Kupi Beungoh
Putin, Ukraina, dan Perang Dunia 3 (XII) - Ukraina dan Permainan "Frenemy" Erdogan
Oxymoron itu kini menjadi kunci rahasia yang diketahui umum terkait dengan sapak terjang Presiden Edorgan dalam kebijakan luar negeri negerinya.
Oleh: Ahmad Humam Hamid*)
KETIKA ada satu kata yang menimbulkan arti yang saling berlawanan, kata itu disebut sebagai kata paradok.
Namun empat abad sebelum Masehi, peradaban Yunani telah mempunyai istilah itu, yang disebut dengan oxymoron.
Ungkapan itu berasal dari dua kata, oksus yang bermakna tajam atau cerdas, dan kata moros, yakni tumpul atau bodoh.
Jelas satu kata yang membuat kebingungan, karena memang menyiratkan sebuah paradok.
Oxymoron itu kini menjadi kunci rahasia yang diketahui umum terkait dengan sapak terjang Presiden Edorgan dalam kebijakan luar negeri negerinya.
Ia tengah meniti keberlanjutan ekonomi dan politik Turki di tengah pergumulan negara adi kuasa- AS dan Rusia- di Ukraina.
Edorgan berkawan dengan Putin, namun mereka juga berselisih dalam banyak hal.
Turki anggota NATO dan salah satu sekutu andalan AS di Timur Tengah dan kawasan Mediterania, namun Edorgan juga tak mengekor AS sepenuhnya.
Ia butuh dan harus berkawan dengan Ukraina, namun juga harus melakukan yang terbaik untuk negerinya.
Oxymoron yang tepat untuk sikap dan perilaku seperti Edorgan itu adalah “Frenemy”- friend and enemy, yakni sebuah interaksi pertemanan yang juga saling bermusuhan.
Tepatnya, teman tapi musuh, itulah dialektika yang tak pernah berhenti dalam sikap dan tindak Edorgan terhadap ketiga negara itu.

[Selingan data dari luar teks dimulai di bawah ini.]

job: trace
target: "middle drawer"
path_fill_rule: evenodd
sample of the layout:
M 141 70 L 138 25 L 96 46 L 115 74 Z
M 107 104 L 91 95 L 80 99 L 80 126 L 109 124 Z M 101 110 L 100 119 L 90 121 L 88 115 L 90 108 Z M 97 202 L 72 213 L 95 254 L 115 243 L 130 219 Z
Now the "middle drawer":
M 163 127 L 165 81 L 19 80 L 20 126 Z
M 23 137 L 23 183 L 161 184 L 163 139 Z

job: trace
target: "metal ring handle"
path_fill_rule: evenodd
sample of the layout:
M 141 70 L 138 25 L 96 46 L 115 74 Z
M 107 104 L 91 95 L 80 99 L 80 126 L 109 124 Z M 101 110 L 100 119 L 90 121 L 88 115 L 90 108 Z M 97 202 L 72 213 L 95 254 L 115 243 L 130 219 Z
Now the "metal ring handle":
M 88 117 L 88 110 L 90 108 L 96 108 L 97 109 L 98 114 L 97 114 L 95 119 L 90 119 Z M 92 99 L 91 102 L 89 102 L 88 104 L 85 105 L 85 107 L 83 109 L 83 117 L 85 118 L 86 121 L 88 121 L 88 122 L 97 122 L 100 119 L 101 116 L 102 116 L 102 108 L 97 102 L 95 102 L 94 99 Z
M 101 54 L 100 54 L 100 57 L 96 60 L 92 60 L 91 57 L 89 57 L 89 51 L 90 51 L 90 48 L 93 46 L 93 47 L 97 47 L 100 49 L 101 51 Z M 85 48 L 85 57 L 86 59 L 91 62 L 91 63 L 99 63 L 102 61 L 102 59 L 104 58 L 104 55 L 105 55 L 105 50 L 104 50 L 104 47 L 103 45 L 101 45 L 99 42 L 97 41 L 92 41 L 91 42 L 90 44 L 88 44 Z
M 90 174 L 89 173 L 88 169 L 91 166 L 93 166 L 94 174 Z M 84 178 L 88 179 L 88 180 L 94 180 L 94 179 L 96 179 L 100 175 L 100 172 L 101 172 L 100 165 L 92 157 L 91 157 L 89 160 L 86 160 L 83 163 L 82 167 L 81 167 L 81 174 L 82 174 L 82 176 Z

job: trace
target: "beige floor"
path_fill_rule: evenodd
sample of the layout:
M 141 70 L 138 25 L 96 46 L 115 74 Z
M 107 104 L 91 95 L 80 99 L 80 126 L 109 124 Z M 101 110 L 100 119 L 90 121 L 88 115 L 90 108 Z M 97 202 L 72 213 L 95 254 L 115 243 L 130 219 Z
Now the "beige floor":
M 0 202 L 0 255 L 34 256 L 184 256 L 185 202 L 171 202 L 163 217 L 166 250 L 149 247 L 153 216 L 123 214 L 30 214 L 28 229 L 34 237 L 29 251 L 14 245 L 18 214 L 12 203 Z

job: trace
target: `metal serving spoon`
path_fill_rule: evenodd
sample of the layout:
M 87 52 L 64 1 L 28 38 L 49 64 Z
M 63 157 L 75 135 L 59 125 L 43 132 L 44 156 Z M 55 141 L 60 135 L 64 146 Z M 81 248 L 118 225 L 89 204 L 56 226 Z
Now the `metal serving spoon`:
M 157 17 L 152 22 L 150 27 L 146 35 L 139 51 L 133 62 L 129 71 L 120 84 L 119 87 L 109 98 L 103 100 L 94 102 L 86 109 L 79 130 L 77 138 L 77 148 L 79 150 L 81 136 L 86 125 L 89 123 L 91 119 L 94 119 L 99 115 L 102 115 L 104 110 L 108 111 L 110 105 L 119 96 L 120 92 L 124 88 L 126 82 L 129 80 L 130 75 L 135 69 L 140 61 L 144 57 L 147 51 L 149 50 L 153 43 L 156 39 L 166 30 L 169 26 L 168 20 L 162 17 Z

Jelas bagi Edorgan, ia tidak mau memihak secara tajam, tetapi juga tidak mau bermusuhan, dan karenanya Turki dalam peta politik internasional disebut termasuk dalam wilayah “abu-abu”, namun tetap berperan aktif, karena Turki mempunyai kepentingan nasional, baik dalam berteman, atau bermusuhan dengan ketiga negara itu.
Namun apa yang dilakukan Edorgan, semuanya terkait dengan sejarah panjang Turki, dan kenyataan objektif yang dihadapinya hari ini.
Dimulai setelah Perang Dunia II, tepatnya pascalimapuluhan Turki dihadapkan dengan perlaku Stalin dalam “menarik paksa” sejumlah negara Eropa Timur ke dalam blok Komunis.